Of course, we can take a deep breath and let out a sigh of relief because the experts at Facebook, Neuralink, and all the other billion and trillion dollar companies trying to solve GAI are nowhere near producing a sentient computer intelligence. And that means we can prepare and pass regulations and come up with software checks and hardware limitations to ensure AI never gains control of our minds.

But maybe we won’t. Some scientists fear we’re powerless to stop the inevitable rise of the machines. AI expert Lance Eliot, a former Stanford professor, recently published an article linking COVID-19, Neanderthal DNA, and self-driving cars to the eventual hivemind takeover of the human race by superintelligent robots.

Eliot wrote about a recent study showing that, perhaps due to hidden Neanderthal DNA, some people are more susceptible to COVID-19. This isn’t as outlandish as it may sound on the surface, in fact there’s speculation that hidden DNA features could be responsible for a lot of the human condition. This study has yet to be peer-reviewed, but if it pans out it could go a long way toward explaining why some people seem to be more susceptible to COVID-19 than others.

He then takes this a step further and explains that these hidden “DNA triggers,” don’t necessarily have to be acted upon by a disease or result in a physiological response. They could, for instance, be provoked by observing something novel and lead to a psychological result.

Eliot writes:

You wake up one morning and see some self-driving cars cruising around your neighborhood.

This is wonderful and you smile from ear to ear, pleased to see them.

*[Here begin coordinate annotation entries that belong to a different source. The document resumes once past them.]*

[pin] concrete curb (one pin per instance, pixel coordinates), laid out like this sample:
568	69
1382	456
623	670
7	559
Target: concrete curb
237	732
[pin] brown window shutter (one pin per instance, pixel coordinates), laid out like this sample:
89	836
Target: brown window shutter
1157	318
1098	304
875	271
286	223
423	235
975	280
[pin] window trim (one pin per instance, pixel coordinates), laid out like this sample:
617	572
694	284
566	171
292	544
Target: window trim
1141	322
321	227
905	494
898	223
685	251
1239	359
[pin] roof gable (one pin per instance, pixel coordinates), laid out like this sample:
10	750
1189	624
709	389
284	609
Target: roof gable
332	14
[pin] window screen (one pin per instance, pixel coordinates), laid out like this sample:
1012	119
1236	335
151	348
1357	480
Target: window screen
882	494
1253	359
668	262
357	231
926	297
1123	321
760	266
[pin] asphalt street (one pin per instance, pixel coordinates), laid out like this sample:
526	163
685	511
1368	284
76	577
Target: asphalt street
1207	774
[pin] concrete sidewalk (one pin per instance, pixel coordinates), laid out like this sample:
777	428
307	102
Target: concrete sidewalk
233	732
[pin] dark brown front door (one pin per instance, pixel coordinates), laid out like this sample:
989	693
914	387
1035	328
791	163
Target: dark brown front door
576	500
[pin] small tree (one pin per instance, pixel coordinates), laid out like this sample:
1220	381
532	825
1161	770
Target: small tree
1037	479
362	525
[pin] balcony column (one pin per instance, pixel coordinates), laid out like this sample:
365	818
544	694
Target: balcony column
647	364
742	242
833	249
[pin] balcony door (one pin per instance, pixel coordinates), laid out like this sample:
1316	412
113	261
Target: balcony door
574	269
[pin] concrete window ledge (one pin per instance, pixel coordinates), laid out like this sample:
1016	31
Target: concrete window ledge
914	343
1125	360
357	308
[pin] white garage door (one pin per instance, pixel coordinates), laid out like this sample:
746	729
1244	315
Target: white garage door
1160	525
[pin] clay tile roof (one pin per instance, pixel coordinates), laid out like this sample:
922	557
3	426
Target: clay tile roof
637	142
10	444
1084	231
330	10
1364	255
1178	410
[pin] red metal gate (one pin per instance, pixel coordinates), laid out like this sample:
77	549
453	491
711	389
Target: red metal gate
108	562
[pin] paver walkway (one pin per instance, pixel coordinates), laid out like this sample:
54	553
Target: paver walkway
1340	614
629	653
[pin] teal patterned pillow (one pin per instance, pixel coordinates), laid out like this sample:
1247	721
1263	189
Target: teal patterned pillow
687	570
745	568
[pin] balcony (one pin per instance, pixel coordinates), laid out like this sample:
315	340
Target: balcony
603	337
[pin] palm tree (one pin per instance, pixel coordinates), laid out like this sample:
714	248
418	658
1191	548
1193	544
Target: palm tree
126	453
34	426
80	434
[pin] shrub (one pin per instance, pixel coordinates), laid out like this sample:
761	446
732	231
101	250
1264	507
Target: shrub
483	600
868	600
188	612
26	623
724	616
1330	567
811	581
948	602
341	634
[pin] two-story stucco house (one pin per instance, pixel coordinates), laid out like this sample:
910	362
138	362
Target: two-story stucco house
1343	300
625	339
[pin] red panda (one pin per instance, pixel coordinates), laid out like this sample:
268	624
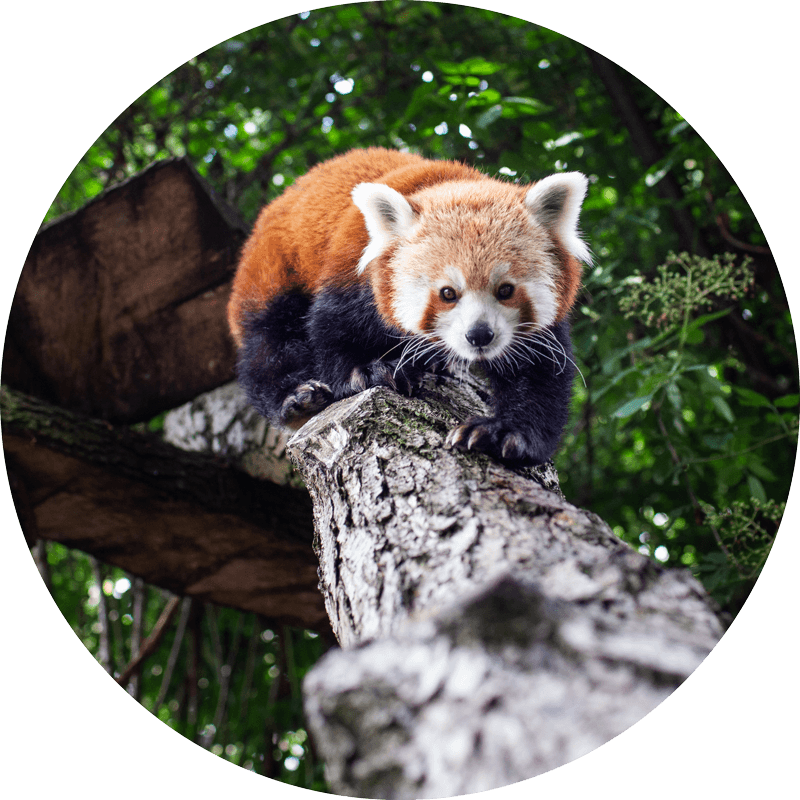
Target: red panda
379	265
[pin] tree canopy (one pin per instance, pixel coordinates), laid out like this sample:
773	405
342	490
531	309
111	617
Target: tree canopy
684	423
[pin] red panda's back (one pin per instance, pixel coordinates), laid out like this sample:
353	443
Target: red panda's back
313	235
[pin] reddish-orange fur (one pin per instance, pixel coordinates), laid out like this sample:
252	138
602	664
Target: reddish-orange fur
313	235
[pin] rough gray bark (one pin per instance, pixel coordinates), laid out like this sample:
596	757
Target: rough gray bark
492	631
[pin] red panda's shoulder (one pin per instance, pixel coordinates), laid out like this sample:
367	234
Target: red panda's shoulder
313	235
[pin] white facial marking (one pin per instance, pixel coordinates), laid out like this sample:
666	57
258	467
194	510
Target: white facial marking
472	309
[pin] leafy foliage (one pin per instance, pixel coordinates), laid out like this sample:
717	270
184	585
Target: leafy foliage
685	420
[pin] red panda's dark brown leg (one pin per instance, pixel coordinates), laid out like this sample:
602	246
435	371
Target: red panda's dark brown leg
276	365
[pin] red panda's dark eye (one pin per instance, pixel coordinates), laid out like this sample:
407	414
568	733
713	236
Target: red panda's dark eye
504	291
448	294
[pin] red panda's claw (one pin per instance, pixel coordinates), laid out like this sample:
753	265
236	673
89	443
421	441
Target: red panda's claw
376	373
490	435
306	400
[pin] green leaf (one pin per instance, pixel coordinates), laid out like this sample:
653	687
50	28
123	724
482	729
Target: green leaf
756	488
747	397
722	407
787	401
632	406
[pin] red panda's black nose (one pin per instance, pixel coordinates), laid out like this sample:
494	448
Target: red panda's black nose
480	334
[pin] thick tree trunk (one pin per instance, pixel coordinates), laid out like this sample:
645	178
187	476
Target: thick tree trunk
492	631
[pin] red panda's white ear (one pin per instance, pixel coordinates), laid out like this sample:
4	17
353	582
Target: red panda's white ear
555	202
387	215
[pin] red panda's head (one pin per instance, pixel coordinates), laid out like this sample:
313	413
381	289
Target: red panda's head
471	267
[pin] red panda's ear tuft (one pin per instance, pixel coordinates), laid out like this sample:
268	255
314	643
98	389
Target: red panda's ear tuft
387	215
555	202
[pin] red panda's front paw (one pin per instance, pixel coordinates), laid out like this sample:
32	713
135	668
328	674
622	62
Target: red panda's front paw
495	438
306	400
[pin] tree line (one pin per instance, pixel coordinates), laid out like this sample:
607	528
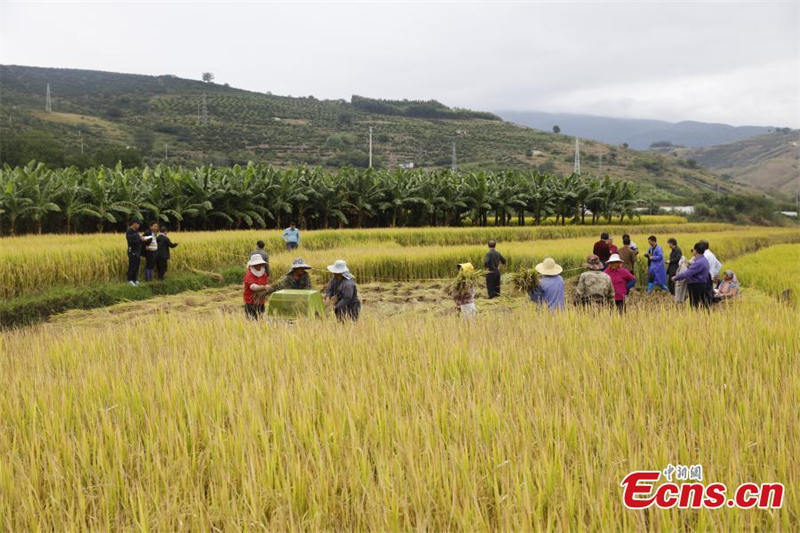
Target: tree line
37	199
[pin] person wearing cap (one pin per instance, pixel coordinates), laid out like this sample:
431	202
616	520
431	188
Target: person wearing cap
601	248
594	285
628	254
135	241
656	273
255	286
342	289
465	302
696	277
149	249
675	255
621	278
291	236
296	278
162	253
550	290
263	253
492	263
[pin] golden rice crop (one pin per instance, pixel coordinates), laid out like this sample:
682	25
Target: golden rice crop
514	421
32	263
773	270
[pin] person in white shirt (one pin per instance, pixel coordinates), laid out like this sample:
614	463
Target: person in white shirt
714	266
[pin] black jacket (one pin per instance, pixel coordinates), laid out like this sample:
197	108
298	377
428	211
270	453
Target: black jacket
134	241
164	244
674	259
493	260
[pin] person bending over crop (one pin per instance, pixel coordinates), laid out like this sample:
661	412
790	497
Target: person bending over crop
296	278
620	278
343	291
550	290
255	286
696	277
594	285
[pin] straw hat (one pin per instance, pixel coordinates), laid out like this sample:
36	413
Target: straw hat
339	267
256	259
299	263
549	267
593	262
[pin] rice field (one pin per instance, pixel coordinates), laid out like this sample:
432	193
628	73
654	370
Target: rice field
178	414
517	421
84	259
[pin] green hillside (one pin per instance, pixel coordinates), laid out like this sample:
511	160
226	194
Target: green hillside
767	162
145	119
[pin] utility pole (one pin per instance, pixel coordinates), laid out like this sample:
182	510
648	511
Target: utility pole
370	147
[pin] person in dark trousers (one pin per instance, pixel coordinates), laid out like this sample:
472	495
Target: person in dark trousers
492	263
296	278
696	277
342	289
601	248
675	255
150	249
162	254
263	253
135	241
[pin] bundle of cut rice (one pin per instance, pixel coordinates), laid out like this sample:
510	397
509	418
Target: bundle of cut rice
525	280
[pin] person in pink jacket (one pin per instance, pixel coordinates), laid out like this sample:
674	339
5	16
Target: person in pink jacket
619	279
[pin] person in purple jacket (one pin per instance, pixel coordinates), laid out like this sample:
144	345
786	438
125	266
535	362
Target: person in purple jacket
696	277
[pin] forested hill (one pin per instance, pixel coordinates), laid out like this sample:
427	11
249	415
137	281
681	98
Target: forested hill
99	117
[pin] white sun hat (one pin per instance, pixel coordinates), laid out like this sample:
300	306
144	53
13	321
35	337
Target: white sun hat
339	267
549	267
256	259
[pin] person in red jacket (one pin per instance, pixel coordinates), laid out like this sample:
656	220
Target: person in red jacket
620	278
601	248
255	286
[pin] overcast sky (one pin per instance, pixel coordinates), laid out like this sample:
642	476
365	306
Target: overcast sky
731	62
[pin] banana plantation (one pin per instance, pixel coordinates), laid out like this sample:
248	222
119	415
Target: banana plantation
36	199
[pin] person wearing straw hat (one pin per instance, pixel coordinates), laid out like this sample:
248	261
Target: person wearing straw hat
550	290
296	278
594	285
342	290
463	292
255	286
621	279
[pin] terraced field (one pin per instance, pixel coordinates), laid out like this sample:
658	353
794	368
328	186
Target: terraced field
177	413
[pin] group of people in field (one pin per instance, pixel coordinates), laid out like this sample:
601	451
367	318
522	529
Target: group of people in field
154	245
341	291
607	281
609	276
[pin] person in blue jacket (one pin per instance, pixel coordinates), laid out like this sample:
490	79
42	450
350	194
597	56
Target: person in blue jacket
656	273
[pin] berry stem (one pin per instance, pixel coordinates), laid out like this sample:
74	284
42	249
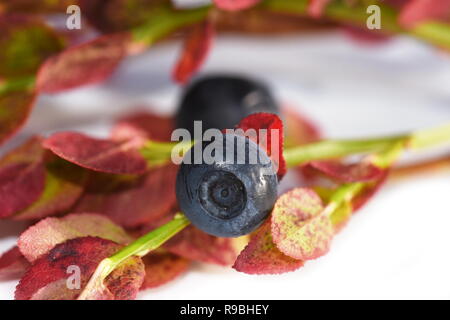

Is your reaction due to logically and rationally having arrived at such a conclusion, or might a lurking part of your Neanderthal descendant DNA be triggering you to gladly accept the AI and be impulsively spurring you to gleefully welcome these new AI-based intruders?

This is certainly a lot of speculation – Eliot even goes on to wonder whether today’s political divide could be attributed to DNA triggers. But there’s some substance there. Many of us do wonder “what the hell is wrong” with people who fundamentally disagree with us on what appears to be an obviously-one-sided topic.

Why are some people fundamentally opposed to the idea of “cyborgs,” and others inexplicably excited by it? The easy answer is because we’re rational, thoughtful creatures capable of deciding how we feel about something without the need for some sort of chemical conspiracy to explain our differences.

But the hard answer, the one we might have to worry about one day, is that no matter what there will always be a significant percentage of the population with a predisposition towards self-destructive behavior. The fact that the world’s governments are currently in possession of enough nuclear weaponry to threaten human extinction tells us exactly how much we’re willing to risk for a modicum of power.

This tells us that when the machines induct us, it probably won’t be through force. Facebook, YouTube, and Twitter aren’t forcing us to use them and we’re definitely inducted. In fact we’re paying for the privilege in mental health and data. Think about how much damage we’re collectively doing to our brains just for the dopamine hit that comes from getting attention online.

[Read: Elon Musk claims his brain chip can stimulate your pleasure center]

No, chances are, all the machines will need to completely dominate our species is the passive offer of power and control.

When the hivemind comes it won’t point a machine gun at you, it’ll offer you paradise and say “install this new chip in your brain and you’ll never feel pain, sorrow, or fear again.” Humanity isn’t prepared for that kind of fight.